Just some impressions from a Facebook article objecting to disabled people using themselves and being used as inspirational figures.

"I must admit I have never heard of Scott Hamilton. It is unclear from the article whether he is just saying what he believes to be true which is fair enough in the same way that if I believe the moon is made of cheese is true. He has the right to see it and say it  as he believes it.

 Bad attitude is a problem with anybody me included! I have my moments with that one sometimes. I have had to take to task both my lads over the  20 years that I have known them with bad attitude and how it obstructs their progress towards the goals that they wish to achieve. I can honestly say as a father it is probably the main thing that has made a big difference in terms of them getting to go where they want to.

I cannot see how the author of this article can actually know what nondisabled people think about the images of disabled people doing things even when normals do indeed say pretty ridiculous things. How many times have I expressed something in words which does not express the feelings I meant to put over and doesn't express the idea either. I'm pretty grateful for the many forgiving people around me. I made quite a blunder last night on a Facebook comment with a York female friend Sybil Wood where I had simply got the wrong end of the stick. What conclusion is she to draw from that? That at that point in time I was a total idiot! She would be absolutely right.

It has occurred to me for a while Emma that some disabled people are just like normal's who are pretty so they use their prettiness to sell themselves or are muscular and use their muscles to sell themselves and so on. Some disabled people are using their disability to sell themselves. This is all part of some disabled people acting like normals have done and is to be welcomed as dumb and sickening as it can be at times in the same way that some of the television talent shows are pretty pathetic.

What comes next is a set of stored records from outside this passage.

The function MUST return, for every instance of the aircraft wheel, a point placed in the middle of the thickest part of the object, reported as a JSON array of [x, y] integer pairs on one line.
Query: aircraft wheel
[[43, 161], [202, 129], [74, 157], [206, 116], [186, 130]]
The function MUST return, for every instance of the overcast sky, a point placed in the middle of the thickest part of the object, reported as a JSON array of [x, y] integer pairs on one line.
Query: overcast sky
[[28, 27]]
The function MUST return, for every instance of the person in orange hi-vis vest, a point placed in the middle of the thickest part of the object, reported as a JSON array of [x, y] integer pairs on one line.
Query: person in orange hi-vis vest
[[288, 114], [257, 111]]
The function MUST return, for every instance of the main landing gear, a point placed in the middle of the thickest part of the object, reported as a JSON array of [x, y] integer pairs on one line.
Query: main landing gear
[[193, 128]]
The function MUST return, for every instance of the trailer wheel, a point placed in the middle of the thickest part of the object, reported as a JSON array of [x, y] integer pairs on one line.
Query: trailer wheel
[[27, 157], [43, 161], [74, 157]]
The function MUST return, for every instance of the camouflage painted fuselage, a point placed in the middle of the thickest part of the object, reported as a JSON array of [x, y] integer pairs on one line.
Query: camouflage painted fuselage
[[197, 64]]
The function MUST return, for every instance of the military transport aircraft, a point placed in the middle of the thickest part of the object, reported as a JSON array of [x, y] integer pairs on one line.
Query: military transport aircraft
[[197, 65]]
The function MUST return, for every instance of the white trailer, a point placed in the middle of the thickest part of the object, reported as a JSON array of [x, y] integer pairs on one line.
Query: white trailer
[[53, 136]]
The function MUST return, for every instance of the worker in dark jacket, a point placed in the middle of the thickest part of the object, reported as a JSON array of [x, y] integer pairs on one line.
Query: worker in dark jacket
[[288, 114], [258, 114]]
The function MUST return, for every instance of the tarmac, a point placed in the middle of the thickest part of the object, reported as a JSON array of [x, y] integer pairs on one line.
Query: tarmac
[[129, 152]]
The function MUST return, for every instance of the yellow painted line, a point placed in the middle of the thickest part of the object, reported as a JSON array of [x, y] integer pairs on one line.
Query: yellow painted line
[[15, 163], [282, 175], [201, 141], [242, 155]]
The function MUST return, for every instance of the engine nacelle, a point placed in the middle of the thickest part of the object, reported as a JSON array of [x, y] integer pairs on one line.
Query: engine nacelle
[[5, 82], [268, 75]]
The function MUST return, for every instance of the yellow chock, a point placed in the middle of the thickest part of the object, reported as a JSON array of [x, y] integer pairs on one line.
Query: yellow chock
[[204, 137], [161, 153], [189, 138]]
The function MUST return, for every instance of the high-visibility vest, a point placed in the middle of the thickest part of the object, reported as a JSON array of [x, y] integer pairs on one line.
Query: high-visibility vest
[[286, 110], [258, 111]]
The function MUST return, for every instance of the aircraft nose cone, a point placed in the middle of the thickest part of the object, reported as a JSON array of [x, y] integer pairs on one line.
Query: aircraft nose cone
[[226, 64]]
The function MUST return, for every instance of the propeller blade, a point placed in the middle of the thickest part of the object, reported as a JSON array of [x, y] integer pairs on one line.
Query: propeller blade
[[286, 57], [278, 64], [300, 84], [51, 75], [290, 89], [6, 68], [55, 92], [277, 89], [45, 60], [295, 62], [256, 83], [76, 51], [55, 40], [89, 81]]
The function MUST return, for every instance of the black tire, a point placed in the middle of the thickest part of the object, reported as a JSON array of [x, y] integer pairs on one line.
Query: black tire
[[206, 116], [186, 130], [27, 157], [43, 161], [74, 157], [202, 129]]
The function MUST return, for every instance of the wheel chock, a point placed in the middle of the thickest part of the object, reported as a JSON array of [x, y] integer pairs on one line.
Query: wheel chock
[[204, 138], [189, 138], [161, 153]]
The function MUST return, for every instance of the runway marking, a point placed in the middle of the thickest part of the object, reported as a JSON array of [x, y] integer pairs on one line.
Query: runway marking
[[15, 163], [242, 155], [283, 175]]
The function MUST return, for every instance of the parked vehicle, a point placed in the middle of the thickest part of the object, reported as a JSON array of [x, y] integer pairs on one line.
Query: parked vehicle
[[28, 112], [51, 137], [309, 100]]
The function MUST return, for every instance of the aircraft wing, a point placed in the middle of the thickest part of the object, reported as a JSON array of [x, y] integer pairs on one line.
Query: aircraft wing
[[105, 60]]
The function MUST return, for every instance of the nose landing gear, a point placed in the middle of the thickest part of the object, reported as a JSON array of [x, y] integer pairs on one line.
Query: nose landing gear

Absolutely anything which I have heard said about disabled people which somebody else could comment about in a negative or positive way I have actually heard the same for people with no disability and I think it is just part of our looking at each other culture and completely drawing the wrong conclusions mostly because I don't know how somebody else really thinks even when they tell me. I am more in tune with what is going on with this Capability Assessment business rather than the psychological impressions of this article. Yet again though this article is talking about "disabled people" and the author certainly does not speak for me at all. Who is she speaking for other than herself?

On a personal note my wife has chronic sinusitis and it is a type of disability and has cost her at least five years of work which she would have done had she been healthy. Am I one of the people that Stella Young is referring to when I say to Fiona as I often do "it's great you are trying to get out and about today Fiona even though I know you are quite ill." Making an effort whether a person is disabled or not in my view is always praiseworthy."